Selon le ministre italien des Affaires étrangères Franco Frattini, des employés d’Eni sont arrivés sur place pour superviser un redémarrage des installations pétrolières dans l’est du pays, même si les combats se poursuivaient dans la capitale. Total a de son côté indiqué qu’il suivait «avec attention» la situation en Libye pour évaluer à quel moment ses activités pourraient reprendre.
Les spécialistes du secteur estiment que ces deux groupes pourraient émerger comme les grands gagnants de la nouvelle donne dans ce pays, du fait du soutien important dont ont fait preuve Rome et Paris à l'égard des rebelles. Outre l’aide aérienne apportée, la France a ainsi reconnu avoir livré des armes aux insurgés. Un voyage de Nicolas Sarkozy en Libye aura lieu quand les conditions le permettront, a déclaré le ministre des Affaires étrangères Alain Juppé, mais le président de la République a invité à venir à Paris dès demain mercredi Mahmoud Djibril, premier ministre du Conseil national de transition (CNT).
La chute du régime libyen est également susceptible d’ouvrir les plus grandes réserves pétrolières d’Afrique à de nouveaux concurrents, comme la compagnie nationale du Qatar ou la société de négoce international Vitol. Quant aux groupes américains comme ConocoPhilips ou Marathon plus en retrait, ils essaient «de déterminer qui dirige ce pays», juge un consultant occidental.

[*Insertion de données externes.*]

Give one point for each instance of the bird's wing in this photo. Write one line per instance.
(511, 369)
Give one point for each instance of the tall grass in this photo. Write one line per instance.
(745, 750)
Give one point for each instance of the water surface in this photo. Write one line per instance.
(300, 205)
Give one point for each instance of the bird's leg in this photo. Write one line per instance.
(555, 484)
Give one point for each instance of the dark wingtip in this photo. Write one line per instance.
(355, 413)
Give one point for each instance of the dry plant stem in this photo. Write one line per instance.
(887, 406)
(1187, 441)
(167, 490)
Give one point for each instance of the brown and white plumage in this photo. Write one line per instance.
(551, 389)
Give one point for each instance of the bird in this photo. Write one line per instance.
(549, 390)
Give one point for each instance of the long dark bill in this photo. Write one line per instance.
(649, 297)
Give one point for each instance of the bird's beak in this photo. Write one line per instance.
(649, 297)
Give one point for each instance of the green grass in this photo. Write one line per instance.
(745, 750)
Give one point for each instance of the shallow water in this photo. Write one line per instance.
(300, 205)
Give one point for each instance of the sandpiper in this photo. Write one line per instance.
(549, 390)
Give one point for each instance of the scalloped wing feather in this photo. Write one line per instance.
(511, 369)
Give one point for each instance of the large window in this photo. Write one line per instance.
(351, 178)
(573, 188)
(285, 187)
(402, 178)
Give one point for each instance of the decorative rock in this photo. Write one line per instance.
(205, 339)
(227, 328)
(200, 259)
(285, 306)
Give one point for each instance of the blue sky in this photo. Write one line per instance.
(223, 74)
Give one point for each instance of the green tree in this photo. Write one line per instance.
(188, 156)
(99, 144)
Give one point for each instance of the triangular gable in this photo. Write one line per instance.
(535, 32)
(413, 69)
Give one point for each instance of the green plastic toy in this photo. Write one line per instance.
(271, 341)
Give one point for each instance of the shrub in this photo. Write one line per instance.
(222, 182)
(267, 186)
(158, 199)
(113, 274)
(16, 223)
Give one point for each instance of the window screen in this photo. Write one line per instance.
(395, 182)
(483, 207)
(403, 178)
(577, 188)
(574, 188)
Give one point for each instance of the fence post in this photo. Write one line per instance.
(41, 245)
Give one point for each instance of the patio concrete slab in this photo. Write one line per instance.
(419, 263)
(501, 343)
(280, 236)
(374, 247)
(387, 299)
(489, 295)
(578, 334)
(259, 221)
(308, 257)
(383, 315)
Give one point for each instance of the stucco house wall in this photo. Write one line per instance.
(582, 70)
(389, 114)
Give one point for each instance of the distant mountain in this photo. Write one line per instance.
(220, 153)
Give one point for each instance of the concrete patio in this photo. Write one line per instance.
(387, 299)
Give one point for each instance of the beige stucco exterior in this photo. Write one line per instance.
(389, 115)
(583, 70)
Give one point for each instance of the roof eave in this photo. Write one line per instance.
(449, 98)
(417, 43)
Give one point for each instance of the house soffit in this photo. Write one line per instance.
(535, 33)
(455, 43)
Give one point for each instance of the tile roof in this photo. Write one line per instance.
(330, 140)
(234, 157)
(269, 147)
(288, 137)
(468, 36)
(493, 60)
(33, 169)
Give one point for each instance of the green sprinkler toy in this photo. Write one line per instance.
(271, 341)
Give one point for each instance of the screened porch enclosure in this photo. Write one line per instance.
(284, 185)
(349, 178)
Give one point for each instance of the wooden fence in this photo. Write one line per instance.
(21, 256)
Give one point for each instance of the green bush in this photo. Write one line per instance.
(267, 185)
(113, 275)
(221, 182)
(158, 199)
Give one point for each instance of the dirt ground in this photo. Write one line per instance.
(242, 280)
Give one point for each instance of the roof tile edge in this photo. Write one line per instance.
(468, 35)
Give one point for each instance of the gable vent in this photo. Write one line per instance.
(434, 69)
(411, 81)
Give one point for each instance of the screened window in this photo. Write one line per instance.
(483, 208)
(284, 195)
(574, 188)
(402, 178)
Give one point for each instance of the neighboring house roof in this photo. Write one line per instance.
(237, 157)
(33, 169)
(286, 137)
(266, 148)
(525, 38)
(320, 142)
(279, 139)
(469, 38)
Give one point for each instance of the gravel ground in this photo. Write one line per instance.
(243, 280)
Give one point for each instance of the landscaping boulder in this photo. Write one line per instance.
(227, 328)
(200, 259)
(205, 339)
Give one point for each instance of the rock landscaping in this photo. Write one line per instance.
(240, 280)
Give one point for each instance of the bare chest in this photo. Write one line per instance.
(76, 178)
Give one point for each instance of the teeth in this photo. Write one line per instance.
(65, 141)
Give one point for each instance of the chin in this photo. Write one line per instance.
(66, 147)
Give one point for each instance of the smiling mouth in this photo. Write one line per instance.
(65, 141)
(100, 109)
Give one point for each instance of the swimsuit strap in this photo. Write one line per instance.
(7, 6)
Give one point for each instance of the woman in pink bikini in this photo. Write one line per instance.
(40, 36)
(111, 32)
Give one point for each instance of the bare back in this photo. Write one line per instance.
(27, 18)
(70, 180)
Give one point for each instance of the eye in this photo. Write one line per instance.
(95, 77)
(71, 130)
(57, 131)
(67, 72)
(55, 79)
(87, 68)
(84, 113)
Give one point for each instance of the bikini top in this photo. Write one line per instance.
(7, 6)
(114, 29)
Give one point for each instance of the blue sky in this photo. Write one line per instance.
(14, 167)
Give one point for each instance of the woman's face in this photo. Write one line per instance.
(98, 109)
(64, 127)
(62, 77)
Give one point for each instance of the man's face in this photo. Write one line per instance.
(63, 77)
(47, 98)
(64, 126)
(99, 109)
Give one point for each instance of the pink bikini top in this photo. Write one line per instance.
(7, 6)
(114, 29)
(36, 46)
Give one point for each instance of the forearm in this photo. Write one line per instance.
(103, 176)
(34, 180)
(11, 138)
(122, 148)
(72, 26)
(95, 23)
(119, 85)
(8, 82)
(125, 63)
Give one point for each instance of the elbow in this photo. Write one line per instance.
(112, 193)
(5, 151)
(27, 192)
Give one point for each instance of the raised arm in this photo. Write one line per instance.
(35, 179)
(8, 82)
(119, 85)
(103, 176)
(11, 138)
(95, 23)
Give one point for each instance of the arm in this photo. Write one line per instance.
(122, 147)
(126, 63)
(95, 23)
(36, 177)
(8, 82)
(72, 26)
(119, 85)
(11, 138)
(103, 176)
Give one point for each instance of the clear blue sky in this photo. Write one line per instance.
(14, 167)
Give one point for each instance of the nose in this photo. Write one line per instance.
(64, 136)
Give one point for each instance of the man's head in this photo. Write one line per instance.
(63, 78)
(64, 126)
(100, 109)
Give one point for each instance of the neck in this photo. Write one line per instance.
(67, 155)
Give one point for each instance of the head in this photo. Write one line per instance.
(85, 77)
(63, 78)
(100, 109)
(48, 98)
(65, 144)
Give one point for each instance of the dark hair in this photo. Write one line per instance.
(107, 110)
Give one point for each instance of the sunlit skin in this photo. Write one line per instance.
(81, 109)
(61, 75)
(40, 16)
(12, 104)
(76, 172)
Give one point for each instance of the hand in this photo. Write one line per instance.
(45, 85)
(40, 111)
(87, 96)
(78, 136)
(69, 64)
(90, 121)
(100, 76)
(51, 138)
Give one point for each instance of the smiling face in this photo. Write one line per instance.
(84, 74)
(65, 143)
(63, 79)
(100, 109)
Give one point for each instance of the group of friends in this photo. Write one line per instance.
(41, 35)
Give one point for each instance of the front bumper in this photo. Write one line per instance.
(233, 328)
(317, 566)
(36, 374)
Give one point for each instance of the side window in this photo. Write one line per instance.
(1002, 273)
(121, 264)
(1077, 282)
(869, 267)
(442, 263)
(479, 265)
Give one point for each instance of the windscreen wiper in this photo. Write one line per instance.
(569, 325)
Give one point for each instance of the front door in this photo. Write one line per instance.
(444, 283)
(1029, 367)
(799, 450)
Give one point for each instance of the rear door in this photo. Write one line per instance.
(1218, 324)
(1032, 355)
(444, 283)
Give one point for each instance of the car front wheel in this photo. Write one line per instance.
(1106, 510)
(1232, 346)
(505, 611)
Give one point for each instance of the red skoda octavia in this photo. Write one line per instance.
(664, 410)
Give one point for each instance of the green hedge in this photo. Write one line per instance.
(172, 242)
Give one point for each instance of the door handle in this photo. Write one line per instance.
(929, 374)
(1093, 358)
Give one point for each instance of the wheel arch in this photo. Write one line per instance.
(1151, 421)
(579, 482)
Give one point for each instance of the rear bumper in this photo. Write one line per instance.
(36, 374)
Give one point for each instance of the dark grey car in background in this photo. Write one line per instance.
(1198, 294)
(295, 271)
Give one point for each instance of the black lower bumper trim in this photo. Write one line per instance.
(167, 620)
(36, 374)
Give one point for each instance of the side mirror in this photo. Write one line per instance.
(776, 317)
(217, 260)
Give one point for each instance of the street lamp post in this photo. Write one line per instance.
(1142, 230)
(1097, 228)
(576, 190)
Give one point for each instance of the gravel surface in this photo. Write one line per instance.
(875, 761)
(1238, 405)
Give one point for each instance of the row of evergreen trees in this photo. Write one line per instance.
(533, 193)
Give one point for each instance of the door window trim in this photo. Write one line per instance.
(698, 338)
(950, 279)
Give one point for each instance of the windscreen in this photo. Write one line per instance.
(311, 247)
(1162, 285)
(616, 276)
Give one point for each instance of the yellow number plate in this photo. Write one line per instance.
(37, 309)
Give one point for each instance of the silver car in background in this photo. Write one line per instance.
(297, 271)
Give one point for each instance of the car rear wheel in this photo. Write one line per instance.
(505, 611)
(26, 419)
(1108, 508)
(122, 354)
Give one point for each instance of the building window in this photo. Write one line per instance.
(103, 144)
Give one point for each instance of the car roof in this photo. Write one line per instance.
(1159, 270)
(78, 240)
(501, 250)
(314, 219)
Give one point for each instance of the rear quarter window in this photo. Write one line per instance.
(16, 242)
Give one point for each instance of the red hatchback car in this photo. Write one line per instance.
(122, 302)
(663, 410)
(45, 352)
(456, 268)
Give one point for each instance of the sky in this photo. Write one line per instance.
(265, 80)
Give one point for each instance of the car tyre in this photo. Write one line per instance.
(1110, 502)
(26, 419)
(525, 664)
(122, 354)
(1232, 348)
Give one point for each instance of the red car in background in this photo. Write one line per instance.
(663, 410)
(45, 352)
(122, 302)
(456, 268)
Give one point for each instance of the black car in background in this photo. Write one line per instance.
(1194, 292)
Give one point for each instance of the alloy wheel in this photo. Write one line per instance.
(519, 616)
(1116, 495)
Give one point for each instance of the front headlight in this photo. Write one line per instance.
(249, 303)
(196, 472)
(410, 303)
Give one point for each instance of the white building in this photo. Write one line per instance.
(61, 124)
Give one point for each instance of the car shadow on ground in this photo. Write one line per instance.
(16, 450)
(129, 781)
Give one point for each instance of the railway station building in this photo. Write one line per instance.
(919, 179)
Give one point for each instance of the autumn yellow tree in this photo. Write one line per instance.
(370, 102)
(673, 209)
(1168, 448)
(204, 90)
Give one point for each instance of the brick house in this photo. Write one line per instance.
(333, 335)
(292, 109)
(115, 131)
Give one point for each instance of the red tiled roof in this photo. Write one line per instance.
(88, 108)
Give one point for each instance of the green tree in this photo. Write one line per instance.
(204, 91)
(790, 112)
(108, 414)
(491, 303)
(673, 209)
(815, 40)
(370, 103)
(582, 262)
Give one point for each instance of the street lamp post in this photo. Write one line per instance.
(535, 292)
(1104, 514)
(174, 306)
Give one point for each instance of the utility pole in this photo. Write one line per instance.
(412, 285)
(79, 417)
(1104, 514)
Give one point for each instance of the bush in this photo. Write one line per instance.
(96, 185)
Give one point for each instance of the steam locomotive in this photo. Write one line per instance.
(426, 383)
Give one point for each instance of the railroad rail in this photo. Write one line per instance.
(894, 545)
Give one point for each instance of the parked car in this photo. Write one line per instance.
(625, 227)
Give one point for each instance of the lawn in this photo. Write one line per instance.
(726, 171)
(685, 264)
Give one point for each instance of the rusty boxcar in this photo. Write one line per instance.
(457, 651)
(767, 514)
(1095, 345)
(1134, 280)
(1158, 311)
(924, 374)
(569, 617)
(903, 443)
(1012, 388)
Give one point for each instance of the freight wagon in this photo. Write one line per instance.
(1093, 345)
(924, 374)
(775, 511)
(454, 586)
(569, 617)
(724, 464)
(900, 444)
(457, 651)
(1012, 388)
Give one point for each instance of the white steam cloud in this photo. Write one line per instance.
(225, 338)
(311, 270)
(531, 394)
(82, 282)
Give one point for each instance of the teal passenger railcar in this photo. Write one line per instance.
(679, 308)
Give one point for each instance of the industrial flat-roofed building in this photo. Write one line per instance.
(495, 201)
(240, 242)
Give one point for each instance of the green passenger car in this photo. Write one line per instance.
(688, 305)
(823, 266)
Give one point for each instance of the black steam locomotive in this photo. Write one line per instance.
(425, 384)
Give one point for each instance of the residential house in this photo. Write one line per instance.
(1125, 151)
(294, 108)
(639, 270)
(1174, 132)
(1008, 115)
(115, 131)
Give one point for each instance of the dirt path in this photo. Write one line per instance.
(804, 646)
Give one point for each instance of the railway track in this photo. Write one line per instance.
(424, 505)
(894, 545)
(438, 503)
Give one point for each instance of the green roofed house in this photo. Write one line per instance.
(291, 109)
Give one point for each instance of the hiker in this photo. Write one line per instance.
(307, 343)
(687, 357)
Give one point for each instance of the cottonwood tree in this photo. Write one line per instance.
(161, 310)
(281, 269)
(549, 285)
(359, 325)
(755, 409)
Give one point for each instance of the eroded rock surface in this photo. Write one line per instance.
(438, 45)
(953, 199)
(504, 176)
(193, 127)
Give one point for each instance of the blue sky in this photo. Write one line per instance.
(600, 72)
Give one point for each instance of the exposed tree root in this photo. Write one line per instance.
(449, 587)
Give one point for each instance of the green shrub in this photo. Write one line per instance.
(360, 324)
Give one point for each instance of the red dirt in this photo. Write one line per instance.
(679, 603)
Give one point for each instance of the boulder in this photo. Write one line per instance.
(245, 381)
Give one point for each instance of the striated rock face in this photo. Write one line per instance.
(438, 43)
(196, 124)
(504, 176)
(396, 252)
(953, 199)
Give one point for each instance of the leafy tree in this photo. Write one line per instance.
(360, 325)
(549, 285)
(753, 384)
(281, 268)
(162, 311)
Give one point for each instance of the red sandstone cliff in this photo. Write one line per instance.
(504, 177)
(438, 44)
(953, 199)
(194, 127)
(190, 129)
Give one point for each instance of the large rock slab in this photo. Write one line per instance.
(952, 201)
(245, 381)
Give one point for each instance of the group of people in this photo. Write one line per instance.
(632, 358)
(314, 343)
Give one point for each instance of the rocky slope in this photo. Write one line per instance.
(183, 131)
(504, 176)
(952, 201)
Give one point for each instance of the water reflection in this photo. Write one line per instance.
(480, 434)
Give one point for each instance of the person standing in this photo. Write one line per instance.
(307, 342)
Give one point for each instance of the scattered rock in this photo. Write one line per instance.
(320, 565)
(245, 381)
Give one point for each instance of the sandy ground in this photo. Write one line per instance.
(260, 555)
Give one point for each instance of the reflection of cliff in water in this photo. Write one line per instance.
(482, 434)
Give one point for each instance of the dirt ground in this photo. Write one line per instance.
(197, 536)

Il pourrait falloir jusqu'à un an pour relancer la production libyenne à au moins un million de barils par jour (bpj) et jusqu'à deux ans pour revenir aux niveaux d’avant la guerre, contre seulement 100.000 barils en juillet. Avant le déclenchement de l’insurrection en Libye, le pays, membre de l’Opep, produisait environ 1,6 million de bpj, soit près de 2% de la production mondiale.